Ty Burrell as Buckingham gives the production some life, but he is bogged down by the predictable and static staging, which includes at the end some energetic if uninspired fight scenes choreographed by Rick Sordelet.

Richard III was not a nice fellow by anyone’s account, but he did have “the vision thing” down—put aside for the moment that it was demonic and self-serving. It’s a shame that DuBois has so fallen short on vision, creating a kind of theatrical entropy and a confirmation of Yeats’ observation that without guidance, things really do fall apart.

Things fall apart in the plays of Bryony Lavery, only they tend to be the characters rather than the productions. Her new play “Last Easter,” is no exception. As with last year’s “Frozen,” Lavery’s characters here come up against what would seem to be insurmountable tragedy and must continue to live—untimely death from cancer as compared to child abuse and murder in “Frozen.” In her plays, death is easy; it’s living that takes guts.

June is a lighting designer who is in second stage cancer. Her friends, Lean, a prop designer Joy an over-the-top actress, and Gash a gay performance artist are all, suffice it to say, masters of illusion—and self-delusion—and are vastly more at home in the “let’s pretend” world of the theater than in dealing with real life.

The brilliant set by Hugh Landwehr reflects this. It is a giant prop closet, crammed with everything one needs to create the semblance of a life—but whose life and what to pull out of it? That’s the question asked of each of the characters. Unfortunately, there is no salvation to be gained in the prop room, whether drowned in alcohol or even interpreted through the great Judy Garland, and even the trip to Lourdes turns out to be more of a performance––even if also a penance––than a cure. What Lavery exposes are our coping mechanisms, our desires to cling to something that will be sturdy and lasting, and yet none of the characters finds the peace each is seeking until able to let go.

Veanne Cox gives a wonderful performance as June. She is deeply sardonic and at the same time charming. Her June is neither melancholy nor self-indulgent but someone who battles with hope, despair and acceptance of her inevitable fate. Jeffrey Carlson as Gash demonstrates once again that he is an actor who can find great subtlety within a somewhat stock fag role. He is an actor who pays attention to details, which makes Gash a mass of pretensions and insecurities and longing probably unachievable in lesser hands. Clea Lewis also takes what could be a fairly stock part—the dry wit behind the scenes (in the tradition of Eve Arden)—and gives Leah a vulnerability and insecurity that consistently feels real. Florencia Lozana as Joy is hilarious and crass, trying to self-medicate away any reality she can’t simply overlook.

The direction by Doug Hughes is remarkable for its freshness and wit.

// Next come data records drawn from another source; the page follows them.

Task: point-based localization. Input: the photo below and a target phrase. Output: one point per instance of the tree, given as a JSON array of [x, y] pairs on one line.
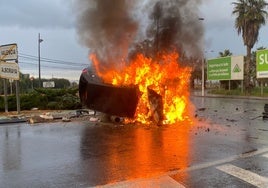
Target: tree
[[251, 16]]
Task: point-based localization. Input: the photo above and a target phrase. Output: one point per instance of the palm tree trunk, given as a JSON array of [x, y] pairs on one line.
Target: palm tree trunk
[[247, 70]]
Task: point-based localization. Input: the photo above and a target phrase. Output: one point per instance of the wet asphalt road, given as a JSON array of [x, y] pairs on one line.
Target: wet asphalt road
[[224, 133]]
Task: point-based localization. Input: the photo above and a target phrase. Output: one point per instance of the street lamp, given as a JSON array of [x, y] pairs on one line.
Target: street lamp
[[39, 42], [203, 69]]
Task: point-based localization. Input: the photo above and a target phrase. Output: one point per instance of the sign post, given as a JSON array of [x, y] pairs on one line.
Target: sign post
[[226, 68], [262, 63], [9, 69]]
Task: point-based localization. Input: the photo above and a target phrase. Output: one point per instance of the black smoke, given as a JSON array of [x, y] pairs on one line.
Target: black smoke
[[113, 29]]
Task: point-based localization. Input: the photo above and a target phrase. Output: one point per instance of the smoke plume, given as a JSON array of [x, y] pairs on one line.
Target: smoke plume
[[112, 29]]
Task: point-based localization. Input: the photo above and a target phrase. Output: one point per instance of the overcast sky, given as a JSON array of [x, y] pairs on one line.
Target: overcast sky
[[55, 20]]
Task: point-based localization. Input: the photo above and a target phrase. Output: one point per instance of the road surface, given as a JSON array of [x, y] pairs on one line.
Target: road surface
[[226, 145]]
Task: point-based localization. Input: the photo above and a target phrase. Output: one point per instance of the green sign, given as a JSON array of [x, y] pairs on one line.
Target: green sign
[[262, 63], [226, 68], [219, 69]]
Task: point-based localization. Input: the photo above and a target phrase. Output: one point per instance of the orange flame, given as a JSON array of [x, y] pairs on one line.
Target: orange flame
[[165, 76]]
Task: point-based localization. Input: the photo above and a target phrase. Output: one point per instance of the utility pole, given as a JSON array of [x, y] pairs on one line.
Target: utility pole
[[39, 67]]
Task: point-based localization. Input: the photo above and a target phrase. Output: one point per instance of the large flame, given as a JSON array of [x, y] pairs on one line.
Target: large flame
[[164, 75]]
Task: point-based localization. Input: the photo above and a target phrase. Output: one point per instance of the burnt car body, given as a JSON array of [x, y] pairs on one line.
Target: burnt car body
[[106, 98]]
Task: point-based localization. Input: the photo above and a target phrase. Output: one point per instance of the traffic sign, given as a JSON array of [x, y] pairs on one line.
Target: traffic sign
[[226, 68], [8, 52], [262, 63], [9, 70]]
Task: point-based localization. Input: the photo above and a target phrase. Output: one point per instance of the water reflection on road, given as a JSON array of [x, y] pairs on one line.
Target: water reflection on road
[[129, 152], [81, 154]]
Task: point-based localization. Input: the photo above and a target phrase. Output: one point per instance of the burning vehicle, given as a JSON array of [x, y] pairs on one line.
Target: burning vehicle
[[106, 98], [138, 51], [145, 91]]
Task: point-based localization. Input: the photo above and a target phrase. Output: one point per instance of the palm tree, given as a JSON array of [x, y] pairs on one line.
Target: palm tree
[[251, 16]]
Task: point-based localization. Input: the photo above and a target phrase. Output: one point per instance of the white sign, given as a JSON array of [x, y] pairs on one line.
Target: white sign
[[9, 70], [237, 67], [9, 52], [49, 84]]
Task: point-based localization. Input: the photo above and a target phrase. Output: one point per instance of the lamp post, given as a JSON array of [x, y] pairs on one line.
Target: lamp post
[[203, 70], [39, 67]]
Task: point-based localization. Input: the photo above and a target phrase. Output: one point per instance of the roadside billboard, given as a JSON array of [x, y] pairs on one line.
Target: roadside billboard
[[8, 52], [49, 84], [262, 63], [226, 68], [9, 70]]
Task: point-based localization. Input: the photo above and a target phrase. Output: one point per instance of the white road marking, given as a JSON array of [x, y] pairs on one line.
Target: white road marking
[[162, 181], [265, 155], [245, 175], [219, 162]]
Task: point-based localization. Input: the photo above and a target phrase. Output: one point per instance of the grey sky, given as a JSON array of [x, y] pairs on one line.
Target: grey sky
[[21, 21]]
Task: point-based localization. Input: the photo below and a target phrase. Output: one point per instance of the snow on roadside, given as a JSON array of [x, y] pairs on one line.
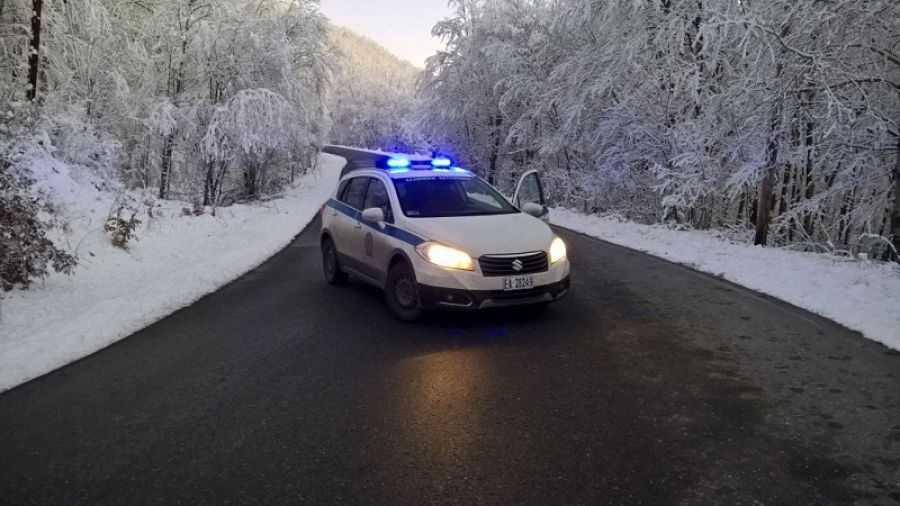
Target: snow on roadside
[[861, 295], [175, 261]]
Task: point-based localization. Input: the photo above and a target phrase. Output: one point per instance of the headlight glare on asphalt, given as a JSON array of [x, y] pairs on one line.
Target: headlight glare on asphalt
[[445, 256], [557, 250]]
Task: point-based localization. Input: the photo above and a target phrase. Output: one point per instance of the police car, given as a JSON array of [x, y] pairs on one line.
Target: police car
[[433, 235]]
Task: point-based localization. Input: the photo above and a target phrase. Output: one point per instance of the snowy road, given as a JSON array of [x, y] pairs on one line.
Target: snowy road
[[651, 383]]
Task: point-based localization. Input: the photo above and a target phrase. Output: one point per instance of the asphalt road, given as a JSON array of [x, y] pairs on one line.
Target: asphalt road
[[650, 384]]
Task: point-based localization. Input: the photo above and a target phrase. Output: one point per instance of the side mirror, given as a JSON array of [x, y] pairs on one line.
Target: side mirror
[[374, 214], [533, 209]]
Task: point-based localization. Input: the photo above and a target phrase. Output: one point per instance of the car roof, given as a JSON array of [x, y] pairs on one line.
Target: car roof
[[419, 166]]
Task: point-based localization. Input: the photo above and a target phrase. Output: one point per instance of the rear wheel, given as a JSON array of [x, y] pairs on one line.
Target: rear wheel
[[330, 264], [401, 293]]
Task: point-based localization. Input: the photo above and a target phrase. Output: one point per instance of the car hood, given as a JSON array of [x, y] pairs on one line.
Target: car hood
[[481, 235]]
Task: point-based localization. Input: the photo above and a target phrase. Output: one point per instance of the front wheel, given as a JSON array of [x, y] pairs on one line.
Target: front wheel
[[330, 264], [401, 293]]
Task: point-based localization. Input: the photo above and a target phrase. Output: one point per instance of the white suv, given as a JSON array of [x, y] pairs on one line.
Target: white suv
[[437, 236]]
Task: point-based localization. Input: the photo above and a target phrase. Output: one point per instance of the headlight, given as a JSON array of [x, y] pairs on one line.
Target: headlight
[[445, 256], [557, 250]]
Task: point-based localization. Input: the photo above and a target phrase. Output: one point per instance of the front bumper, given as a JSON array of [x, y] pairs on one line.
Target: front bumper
[[432, 297]]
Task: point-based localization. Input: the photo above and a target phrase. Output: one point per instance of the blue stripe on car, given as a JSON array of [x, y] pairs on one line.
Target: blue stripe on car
[[390, 230]]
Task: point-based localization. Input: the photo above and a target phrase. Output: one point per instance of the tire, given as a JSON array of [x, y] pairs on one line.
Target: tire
[[401, 293], [330, 264]]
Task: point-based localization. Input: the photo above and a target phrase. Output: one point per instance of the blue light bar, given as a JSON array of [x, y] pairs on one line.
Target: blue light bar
[[398, 163], [441, 161]]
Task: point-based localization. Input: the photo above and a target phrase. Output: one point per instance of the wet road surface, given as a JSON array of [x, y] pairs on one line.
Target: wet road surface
[[650, 383]]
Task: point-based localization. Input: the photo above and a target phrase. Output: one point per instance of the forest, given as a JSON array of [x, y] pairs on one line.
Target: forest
[[776, 121]]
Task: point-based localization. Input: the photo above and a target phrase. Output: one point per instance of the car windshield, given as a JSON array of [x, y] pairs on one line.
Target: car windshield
[[433, 197]]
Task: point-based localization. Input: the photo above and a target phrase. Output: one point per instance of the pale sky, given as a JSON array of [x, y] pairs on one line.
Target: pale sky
[[402, 26]]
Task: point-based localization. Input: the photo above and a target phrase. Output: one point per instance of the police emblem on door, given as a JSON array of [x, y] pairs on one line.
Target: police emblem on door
[[370, 245]]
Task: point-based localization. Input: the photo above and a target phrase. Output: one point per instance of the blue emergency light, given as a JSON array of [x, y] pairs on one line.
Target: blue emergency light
[[398, 163], [441, 161]]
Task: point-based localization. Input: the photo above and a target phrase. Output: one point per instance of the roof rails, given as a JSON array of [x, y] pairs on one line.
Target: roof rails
[[358, 158]]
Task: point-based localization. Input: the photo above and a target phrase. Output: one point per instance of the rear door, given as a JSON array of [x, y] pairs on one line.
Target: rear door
[[530, 190], [376, 243], [348, 228]]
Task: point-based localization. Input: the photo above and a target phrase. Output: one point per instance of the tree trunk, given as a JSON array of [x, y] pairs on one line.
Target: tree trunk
[[767, 186], [165, 172], [495, 149], [37, 7], [895, 218], [209, 183]]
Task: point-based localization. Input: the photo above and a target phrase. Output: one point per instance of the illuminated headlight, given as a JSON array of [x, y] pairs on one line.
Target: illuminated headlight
[[445, 256], [557, 250]]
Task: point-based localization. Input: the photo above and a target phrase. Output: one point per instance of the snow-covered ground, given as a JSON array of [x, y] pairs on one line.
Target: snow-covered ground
[[175, 261], [861, 295]]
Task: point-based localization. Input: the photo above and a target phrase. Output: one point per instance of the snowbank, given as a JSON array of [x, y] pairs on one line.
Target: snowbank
[[114, 293], [861, 295]]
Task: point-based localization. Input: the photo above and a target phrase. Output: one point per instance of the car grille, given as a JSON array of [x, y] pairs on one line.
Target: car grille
[[504, 265]]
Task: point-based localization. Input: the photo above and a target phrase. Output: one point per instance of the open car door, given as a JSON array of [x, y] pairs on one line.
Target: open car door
[[531, 191]]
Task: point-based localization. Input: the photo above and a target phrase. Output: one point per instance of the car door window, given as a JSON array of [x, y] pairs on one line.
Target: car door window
[[342, 189], [377, 196], [355, 193], [530, 191]]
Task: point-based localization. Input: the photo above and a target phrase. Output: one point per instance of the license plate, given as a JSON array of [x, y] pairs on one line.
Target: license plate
[[518, 283]]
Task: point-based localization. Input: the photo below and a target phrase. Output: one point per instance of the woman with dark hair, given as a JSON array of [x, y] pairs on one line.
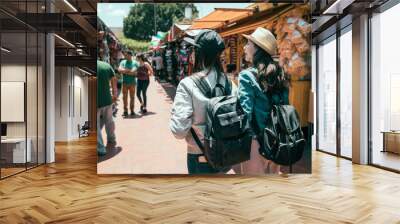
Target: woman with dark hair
[[143, 75], [189, 108], [261, 86]]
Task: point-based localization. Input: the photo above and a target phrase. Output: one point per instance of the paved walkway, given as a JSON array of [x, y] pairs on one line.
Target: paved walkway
[[147, 146]]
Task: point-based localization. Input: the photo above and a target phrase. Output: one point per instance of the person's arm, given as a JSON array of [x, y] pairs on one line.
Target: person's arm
[[182, 112], [114, 88], [113, 82], [132, 72]]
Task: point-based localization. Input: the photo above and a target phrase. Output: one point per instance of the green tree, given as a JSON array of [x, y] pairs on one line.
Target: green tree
[[139, 24]]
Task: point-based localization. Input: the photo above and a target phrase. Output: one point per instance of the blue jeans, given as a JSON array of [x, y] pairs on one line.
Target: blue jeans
[[196, 167], [105, 118]]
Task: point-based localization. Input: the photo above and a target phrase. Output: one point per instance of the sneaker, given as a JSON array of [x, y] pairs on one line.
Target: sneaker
[[101, 151]]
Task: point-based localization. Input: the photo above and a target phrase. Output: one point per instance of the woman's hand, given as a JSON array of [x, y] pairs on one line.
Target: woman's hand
[[255, 145]]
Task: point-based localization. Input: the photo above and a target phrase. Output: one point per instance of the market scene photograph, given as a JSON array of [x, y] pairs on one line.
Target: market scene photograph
[[204, 88]]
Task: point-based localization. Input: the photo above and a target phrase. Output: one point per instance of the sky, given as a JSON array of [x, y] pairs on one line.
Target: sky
[[113, 14]]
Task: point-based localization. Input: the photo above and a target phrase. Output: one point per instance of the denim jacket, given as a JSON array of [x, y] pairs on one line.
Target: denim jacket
[[252, 99]]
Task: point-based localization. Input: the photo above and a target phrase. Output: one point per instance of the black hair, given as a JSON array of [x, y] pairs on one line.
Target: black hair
[[270, 75], [207, 60]]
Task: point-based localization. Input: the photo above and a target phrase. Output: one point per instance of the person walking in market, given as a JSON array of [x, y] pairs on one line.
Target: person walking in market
[[105, 78], [143, 75], [159, 66], [128, 68], [189, 107], [261, 86]]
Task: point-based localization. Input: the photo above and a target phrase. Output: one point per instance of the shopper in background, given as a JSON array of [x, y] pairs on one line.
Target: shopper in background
[[189, 108], [261, 86], [143, 75], [105, 78], [231, 73], [128, 68]]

As with “Frozen,” there is a drive beneath “Last Easter” that is very human and real and engages the audience throughout. It is at once madcap and mournful to the point that one is never quite sure until the end if the characters will go on—or fall apart.

Speaking of madcap with a capital “M,” Sourceworks Theatre has created the first New York revival of Charles Busch’s “Psycho Beach Party.” It’s a kind of “Gidget and Mr. Hyde” with a plot too ridiculous to recount—a mixture of “Mommie Dearest,” “Beach Blanket Bingo” and “The Three Faces of Eve.” Director Mark Cannistraro has captured the zany, innocent and campy fun of the show with appropriately cheesy staging and a knockout cast of very talented young performers led by Michael Conte as Chicklet, the girl who’ll do anything to be part of the in crowd. The show is as kooky as ever, and Busch’s antic goofiness (that’s Busch with a “c”) is very welcome right now.